KKR will contribute its 55 percent interest in Veresen Midstream to Newco, as well as the 49 percent interest in Energy Transfer Canada ULC ("ETC") that it currently owns. Newco has also agreed to acquire the remaining 51 percent interest in ETC from an affiliate of Energy Transfer LP, aligning ownership of those assets and driving additional efficiencies within Newco. The contribution of Pembina's and KKR's assets to Newco, and Newco's acquisition of the remaining 51 percent interest in ETC, are cross-conditional upon each other and will occur concurrently. As part of the transaction, Pembina and KKR intend to dispose of Newco's non-operated interest in the Key Access Pipeline System following closing of the transaction, subject to receiving acceptable purchase terms through the sale process.

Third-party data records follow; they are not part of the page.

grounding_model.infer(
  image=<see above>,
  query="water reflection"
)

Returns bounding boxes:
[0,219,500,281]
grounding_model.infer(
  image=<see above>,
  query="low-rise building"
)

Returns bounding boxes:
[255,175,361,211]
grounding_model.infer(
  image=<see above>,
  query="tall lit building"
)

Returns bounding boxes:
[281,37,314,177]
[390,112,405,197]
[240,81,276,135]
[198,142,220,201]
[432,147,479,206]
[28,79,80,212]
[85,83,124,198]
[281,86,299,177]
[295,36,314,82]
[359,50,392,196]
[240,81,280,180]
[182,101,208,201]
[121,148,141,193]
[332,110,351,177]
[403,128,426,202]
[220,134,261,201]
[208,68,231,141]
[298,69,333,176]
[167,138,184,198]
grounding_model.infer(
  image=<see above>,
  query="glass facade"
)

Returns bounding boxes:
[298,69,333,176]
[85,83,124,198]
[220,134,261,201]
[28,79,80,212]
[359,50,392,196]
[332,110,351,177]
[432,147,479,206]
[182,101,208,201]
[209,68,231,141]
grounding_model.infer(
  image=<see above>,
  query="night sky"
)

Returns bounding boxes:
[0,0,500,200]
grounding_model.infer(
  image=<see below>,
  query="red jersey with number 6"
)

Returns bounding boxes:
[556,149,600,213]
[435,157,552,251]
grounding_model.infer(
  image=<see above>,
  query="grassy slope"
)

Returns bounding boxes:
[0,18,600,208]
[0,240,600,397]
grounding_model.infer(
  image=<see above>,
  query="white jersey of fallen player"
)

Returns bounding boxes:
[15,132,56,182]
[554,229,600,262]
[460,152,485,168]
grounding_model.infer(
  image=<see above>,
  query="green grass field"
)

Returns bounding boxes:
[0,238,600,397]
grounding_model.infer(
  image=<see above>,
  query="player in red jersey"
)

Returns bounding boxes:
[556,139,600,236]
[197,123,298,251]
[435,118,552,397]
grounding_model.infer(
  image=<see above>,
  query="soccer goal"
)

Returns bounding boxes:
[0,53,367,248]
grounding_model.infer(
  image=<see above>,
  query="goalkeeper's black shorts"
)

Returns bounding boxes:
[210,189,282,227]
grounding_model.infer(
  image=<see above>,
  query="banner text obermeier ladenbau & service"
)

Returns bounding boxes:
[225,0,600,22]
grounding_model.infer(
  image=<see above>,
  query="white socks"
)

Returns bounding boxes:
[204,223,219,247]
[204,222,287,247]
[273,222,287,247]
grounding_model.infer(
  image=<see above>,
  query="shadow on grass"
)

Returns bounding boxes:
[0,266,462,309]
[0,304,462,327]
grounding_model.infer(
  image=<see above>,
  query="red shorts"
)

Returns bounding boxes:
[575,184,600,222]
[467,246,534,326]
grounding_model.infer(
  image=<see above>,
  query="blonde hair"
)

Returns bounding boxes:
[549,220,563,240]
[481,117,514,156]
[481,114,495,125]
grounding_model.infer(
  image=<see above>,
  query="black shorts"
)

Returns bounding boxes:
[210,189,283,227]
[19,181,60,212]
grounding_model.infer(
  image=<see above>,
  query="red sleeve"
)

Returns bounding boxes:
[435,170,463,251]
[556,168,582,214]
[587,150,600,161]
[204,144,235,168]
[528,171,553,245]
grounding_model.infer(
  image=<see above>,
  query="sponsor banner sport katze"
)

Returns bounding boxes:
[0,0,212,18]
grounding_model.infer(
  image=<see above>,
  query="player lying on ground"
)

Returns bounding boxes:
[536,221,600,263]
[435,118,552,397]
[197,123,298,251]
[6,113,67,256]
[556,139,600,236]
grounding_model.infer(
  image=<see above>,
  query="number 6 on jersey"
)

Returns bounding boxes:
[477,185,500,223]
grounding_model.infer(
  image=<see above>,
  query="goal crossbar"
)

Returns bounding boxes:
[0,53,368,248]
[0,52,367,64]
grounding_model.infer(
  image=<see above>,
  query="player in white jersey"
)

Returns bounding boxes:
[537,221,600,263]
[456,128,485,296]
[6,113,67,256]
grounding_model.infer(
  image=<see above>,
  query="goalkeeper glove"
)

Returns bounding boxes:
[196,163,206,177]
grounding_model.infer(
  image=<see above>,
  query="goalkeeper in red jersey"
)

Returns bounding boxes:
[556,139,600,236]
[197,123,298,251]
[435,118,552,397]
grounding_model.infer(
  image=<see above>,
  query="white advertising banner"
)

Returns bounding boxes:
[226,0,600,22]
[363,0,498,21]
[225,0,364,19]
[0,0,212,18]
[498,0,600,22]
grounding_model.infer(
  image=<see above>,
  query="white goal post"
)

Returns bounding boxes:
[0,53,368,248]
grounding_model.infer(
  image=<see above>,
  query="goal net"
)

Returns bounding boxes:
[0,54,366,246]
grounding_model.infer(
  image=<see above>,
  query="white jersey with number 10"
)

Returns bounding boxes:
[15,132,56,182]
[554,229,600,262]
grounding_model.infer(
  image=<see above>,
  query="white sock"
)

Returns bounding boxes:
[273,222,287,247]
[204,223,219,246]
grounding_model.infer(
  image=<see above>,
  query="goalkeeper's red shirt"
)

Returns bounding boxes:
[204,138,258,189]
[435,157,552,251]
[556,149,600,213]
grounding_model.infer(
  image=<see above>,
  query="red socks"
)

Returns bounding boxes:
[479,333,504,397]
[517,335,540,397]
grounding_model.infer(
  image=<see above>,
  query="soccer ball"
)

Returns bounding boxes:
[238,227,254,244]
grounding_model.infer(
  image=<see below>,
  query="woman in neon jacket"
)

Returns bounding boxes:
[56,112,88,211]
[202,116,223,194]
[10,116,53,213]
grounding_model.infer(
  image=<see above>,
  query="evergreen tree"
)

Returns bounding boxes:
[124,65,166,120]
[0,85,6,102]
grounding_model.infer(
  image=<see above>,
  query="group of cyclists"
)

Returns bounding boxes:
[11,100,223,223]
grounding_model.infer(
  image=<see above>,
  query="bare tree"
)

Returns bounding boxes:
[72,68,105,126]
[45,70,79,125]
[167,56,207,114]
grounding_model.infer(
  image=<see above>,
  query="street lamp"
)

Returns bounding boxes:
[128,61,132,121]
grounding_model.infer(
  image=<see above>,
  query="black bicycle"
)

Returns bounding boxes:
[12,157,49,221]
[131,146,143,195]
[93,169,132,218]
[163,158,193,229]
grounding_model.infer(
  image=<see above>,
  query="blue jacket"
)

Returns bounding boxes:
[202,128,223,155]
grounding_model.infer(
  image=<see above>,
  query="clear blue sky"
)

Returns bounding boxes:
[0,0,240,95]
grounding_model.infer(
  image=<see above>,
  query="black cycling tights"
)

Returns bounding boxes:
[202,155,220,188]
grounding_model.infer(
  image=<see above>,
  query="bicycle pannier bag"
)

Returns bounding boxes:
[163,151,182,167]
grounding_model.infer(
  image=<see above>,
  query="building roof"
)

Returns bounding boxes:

Closing is expected to occur in the third quarter of 2022.

Construction of the Empress Cogeneration Facility is progressing and the project remains ahead of schedule and on-budget with an estimated cost of approximately $120 million and an expected in-service date in the fourth quarter of 2022.

Subsequent to quarter end, after careful consideration Pembina made the decision to not proceed with the previously deferred expansion of Prince Rupert Terminal at this time. This decision was informed by a refreshed evaluation of market dynamics that included customer demand, shipping costs, and North American and international pricing. Given the outlook for strong domestic propane prices and new propane demand sources under development within the WCSB, Pembina believes it can provide customers with a more capital efficient offering that still achieves high netbacks. Pembina's advantaged unit train capabilities along with its current Prince Rupert Terminal provide customers a diversified portfolio of markets, without the additional international egress from an expansion. Pembina will continue to evaluate and enhance its portfolio of propane sales options and will consider future expansion opportunities as market conditions evolve.

Marketing & New Ventures
Pembina and TC Energy intend to jointly develop the Alberta Carbon Grid, a world-scale carbon transportation and sequestration system, which will enable Alberta-based industries to effectively manage their greenhouse gas emissions, contribute positively to Alberta's lower-carbon economy and create sustainable long-term value for Pembina and TC Energy stakeholders. During the first quarter, the Government of Alberta announced that the Alberta Carbon Grid has been successfully chosen to move to next stage of the Province's carbon capture, utilization and storage ("CCUS") process in the industrial heartland. As an open-access system, the Alberta Carbon Grid will be a significant component of Alberta's emerging CCUS industry, connecting key sequestration locations and delivery points across the province to serve multiple industries. When fully constructed, the system is designed with the potential capability of transporting and sequestering more than 20 million tonnes of CO2 annually, which would be equivalent to removing 7.5 million cars off the road each year. The project is part of Pembina's ongoing commitment to energy diversification and will support federal emissions targets to reduce CO2 and other greenhouse gas emissions by at least 40 percent compared to 2005 levels by 2030.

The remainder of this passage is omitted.